The cost of being a car-dependent province
Yves Bourgeois is the dean of studies at the University of Moncton's Shippagan campus, and has done research on transportation access and its impact on the economy.
In 2017, he chaired the Rural and Urban Transportation Advisory Committee, which released a report titled From Surfaces to Services: An inclusive and sustainable transportation strategy for the province of New Brunswick.
"Over the years, private vehicles have made mobility convenient to many, but it has come at significant costs," says the report.
"Our dependence on private vehicles has created a heavy financial burden on middle income families, while posing even greater obstacles to vulnerable populations."
Bourgeois said that dependence on private vehicles is having damaging effects on the province, including discouraging people from participating in the workforce because of the high up-front cost of needing a car.

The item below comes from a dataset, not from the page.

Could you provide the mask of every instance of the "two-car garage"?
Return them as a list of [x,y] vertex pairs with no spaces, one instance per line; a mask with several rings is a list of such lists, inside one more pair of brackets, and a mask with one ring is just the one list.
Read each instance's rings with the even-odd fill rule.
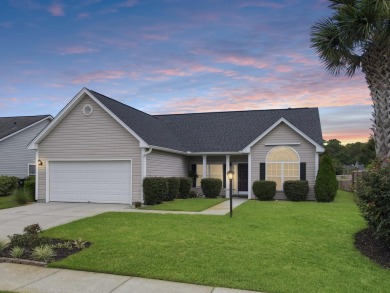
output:
[[48,161],[47,200],[63,202],[132,202],[131,160]]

Meanwhile, others are being driven out of the province entirely, and settling in larger cities where higher rent can be justified if they don't need a vehicle to get to work and run errands.

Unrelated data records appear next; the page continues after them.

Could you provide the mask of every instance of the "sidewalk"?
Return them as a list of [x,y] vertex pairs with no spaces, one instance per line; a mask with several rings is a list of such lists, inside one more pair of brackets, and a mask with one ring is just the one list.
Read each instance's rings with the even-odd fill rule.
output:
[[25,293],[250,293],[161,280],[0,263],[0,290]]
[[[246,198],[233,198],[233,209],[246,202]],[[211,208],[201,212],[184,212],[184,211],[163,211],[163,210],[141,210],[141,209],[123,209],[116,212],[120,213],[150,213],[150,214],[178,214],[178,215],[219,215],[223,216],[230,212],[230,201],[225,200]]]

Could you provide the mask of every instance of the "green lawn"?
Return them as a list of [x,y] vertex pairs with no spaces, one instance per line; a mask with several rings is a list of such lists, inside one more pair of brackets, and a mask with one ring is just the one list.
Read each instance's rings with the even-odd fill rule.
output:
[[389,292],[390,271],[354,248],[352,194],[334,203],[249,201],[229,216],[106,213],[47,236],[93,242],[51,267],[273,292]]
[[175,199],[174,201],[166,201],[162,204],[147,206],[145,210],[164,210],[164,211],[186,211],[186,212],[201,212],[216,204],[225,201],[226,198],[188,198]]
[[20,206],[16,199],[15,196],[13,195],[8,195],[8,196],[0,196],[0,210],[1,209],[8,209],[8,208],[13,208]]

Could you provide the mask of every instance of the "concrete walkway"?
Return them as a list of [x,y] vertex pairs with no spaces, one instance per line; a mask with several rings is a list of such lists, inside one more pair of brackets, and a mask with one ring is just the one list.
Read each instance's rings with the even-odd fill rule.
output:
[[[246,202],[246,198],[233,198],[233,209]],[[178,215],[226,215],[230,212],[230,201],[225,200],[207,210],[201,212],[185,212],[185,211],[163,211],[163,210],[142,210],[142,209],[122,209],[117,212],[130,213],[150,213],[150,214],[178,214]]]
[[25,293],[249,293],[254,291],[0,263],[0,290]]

"We like to think we're a relatively lower cost province," Bourgeois said. "But when you factor in the fact that you can live in Montreal on a $500 a year transit pass and you have to pay, you know, at least $11,000 a year to own and maintain a vehicle in New Brunswick, any differences in cost of living as to housing and whatnot, rent, you know, quickly disappears."
Shifting from car-centric infrastructure
When Shayne Dobson went looking for a home to buy in 2020, he said the main criteria was a location that would allow him to go without using his car most days of the week.

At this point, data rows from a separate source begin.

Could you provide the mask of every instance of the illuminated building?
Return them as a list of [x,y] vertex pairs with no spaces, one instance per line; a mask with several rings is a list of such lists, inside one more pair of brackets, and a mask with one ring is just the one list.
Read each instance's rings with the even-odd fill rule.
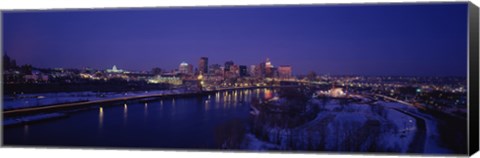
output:
[[345,93],[342,88],[335,88],[335,87],[333,87],[328,91],[321,91],[321,90],[317,91],[316,94],[318,96],[328,96],[328,97],[334,97],[334,98],[347,97],[347,93]]
[[332,97],[345,97],[346,93],[343,92],[342,88],[333,88],[330,90],[330,96]]
[[281,65],[278,67],[278,75],[282,79],[289,79],[292,77],[292,66]]
[[230,67],[233,66],[233,64],[234,64],[233,61],[227,61],[227,62],[225,62],[225,68],[224,68],[224,70],[225,70],[225,71],[230,71]]
[[193,66],[186,62],[182,62],[180,63],[180,66],[178,66],[178,72],[181,74],[191,74],[193,72]]
[[267,61],[265,62],[265,67],[266,68],[273,68],[272,62],[270,61],[269,58],[267,58]]
[[112,69],[107,69],[108,73],[122,73],[122,69],[117,69],[117,65],[113,65]]
[[267,61],[265,62],[265,77],[274,77],[274,76],[275,76],[274,66],[272,65],[272,62],[270,61],[270,59],[267,58]]
[[32,73],[31,75],[25,75],[24,78],[26,82],[38,82],[38,81],[47,82],[49,79],[48,75],[36,74],[36,73]]
[[183,81],[179,77],[175,76],[155,76],[151,79],[148,80],[148,83],[167,83],[167,84],[172,84],[172,85],[181,85]]
[[250,73],[250,76],[253,76],[253,77],[257,76],[256,69],[257,69],[256,65],[250,65],[250,69],[248,70],[248,72]]
[[233,63],[233,61],[227,61],[225,62],[225,67],[224,67],[224,77],[225,78],[234,78],[236,75],[235,75],[235,64]]
[[198,62],[198,71],[200,74],[207,74],[208,73],[208,58],[201,57],[200,62]]
[[239,75],[240,74],[240,68],[238,65],[232,65],[230,66],[230,72],[234,75]]
[[208,74],[209,75],[222,75],[223,74],[223,69],[222,66],[219,64],[212,64],[208,67]]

He ended up settling on a home in a northwestern neighbourhood in Dieppe, just a short walk from a grocery store, the farmers market and the mall.
But even though he's now relatively insulated from shocks to the price of gas, he still finds the alternatives to driving in the Moncton area disappointing.
He said streets like Champlain are unfriendly to pedestrians with long crosswalks that are few and far between.
Cycling on them is also dangerous, with traffic moving at up to 70 km/h, and no segregated bike lanes, he said.
"I'd say we're subsidizing car use far more than anything else," Dobson said. "Like, when you think about, like, streets and roads, those are all public infrastructure."
When it comes to alternative transportation infrastructure, Andre Arseneault believes in the adage "Build it and they will come."
Arseneault is president of the Fredericton Trails Coalition, which has advocated for the expansion and maintenance of the city's paved trail network, which now spans about 29 kilometres, with much of it built on old railroad beds.
As that trail system has grown, more people have been using it, even in the winter months, and Arseneault said he thinks the same would happen if segregated bike lanes were built on city streets.
"I'm confident that it will, because the communities that do have protected bikeways on the roads have all seen — and this is around the world — have seen huge increases in usage," he said.